Virginity and use of language
Big ol' trigger warning for rape.
I am a member of a club that no one wants to join: my first sexual experience was not consensual. I know and know of way too many people for whom this is also true, and it's got me thinking about the language that we use around virginity.
Most of the time, when you talk about that awesome time you got together with your sweety and did 'it' for the first time, you call that 'losing your virginity'. I think it would make far more sense to talk about 'giving your virginity'.
Okay, some background to how I came to this conclusion. I was raped when I was 13 and oh so very very innocent. I had no idea what was happening. I didn't even know the right names for the bits of me that were being violated. I knew that my parents were very keen on me marrying as a virgin, so I didn't even tell them it had happened because I couldn't face them knowing that not only had I been brutally assaulted, which was by then over and they couldn't change, but that also I had had my virginity taken from me, and I figured they were better off not knowing. I also repressed the whole thing to deal with later. Which turned out to be about the age of 20.

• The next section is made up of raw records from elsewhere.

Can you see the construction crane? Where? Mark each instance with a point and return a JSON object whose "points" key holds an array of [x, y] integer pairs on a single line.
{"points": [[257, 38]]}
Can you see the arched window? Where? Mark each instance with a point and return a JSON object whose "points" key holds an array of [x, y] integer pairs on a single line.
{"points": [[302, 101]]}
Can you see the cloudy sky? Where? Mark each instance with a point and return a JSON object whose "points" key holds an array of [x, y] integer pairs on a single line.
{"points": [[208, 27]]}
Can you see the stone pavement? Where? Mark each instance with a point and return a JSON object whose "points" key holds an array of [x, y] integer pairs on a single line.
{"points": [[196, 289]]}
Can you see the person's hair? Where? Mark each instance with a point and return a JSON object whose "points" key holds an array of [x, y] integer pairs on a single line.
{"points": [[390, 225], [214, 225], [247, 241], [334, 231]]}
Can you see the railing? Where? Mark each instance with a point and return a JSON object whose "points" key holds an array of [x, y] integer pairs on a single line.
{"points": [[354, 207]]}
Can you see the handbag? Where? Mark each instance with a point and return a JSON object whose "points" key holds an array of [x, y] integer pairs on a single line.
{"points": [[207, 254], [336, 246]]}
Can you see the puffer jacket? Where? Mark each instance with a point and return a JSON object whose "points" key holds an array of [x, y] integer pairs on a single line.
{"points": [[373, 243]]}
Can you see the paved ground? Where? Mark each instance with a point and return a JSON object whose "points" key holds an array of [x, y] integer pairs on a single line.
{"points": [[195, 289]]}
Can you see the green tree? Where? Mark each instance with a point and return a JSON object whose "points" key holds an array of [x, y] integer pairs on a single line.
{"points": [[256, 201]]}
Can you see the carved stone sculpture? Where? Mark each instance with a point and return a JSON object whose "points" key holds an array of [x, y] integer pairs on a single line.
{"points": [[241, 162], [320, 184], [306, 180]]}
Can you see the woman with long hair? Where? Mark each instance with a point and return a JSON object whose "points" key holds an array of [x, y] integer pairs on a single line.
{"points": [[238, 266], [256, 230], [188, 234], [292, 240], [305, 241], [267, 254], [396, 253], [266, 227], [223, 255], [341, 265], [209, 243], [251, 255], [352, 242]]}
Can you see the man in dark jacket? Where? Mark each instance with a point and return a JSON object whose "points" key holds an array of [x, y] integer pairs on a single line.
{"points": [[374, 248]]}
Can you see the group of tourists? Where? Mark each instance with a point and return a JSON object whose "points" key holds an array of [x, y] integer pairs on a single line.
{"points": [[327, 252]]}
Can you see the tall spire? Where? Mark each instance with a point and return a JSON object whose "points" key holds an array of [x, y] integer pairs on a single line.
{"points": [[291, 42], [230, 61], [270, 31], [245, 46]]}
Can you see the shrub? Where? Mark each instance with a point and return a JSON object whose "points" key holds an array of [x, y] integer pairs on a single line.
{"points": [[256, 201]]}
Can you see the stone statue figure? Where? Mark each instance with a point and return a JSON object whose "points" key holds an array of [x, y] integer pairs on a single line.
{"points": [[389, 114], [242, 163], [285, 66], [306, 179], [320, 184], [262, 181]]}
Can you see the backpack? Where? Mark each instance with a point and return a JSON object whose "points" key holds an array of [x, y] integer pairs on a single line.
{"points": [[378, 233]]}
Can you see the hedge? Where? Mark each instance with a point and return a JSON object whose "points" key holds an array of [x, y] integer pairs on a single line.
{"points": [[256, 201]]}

I had my first consensual sexual experience a few months before I turned 19, but I didn't at that point think that I was losing my virginity - I thought I'd already lost that. I thought I was spoilt goods in that sense - I could be 'good', but I would never be best, and could never marry in white.
When I did get around to dealing with the whole rape thing (my subconcious figured I was ready to deal, so dumped it all in my lap - fun times) one of the things I had to think through was the virginity thing. Was it time to re-think my earlier assumptions? I knew that from a technical point of view my hymen was no more. But I hadn't bled during the rape, so I figure that it had been broken before that through heavy exercise, which is possible, and, to be fair, likely given the amount of running, irish dancing, climbing, lacross and general other activity I was into at the time. So what had actually changed?
I came to the conclusion that the only change was in my memory. I hadn't undergone some mystical transformation from 'pure' to 'sullied'. And I came to the conclusion that virginity cannot be taken unless it is first given.
(Incidentally, this also made me retrospectively regret the time I actually gave my virginity, as, had I been thinking about it differently, I would have valued it more, and not given the experience to such a total fucking loser, whilst drunk, when I had only known them 6 hours. Me, I'm classy.)
This subtle shift in language can have big consequences. Consider this exchange:
Spotty Teen 1: 'So, did you guys do it?'
Spotty Teen 2: 'Yeah, I totally took their virginity!'
Spotty Teen 1: 'Way to go!'
And how it would differ with new language:
Spotty Teen 1: 'So, did you guys do it?'
Spotty Teen 2: 'Yeah, they totally gave me their virginity!'
Spotty Teen 1: 'Way to go!'
There's not that much difference in the actual words, but the tone is completely different.
Also, putting aside the heartache that would be saved by the unwilling members of my club by the removal of the doubt about virginity, think of the change in attitudes this could induce. If virginity is something that is given rather than taken, then that subtly shifts sex from being something that one person does to another, to something that two people do together. All in a mode of speech. That, if widely used by teachers in sex ed classes, should only take 15 - 20 years or so to become the accepted and expected way to discuss this.
So, you! Start now! Language evolves through usage. And usage can be conciously changed for positive social progress. Get to it!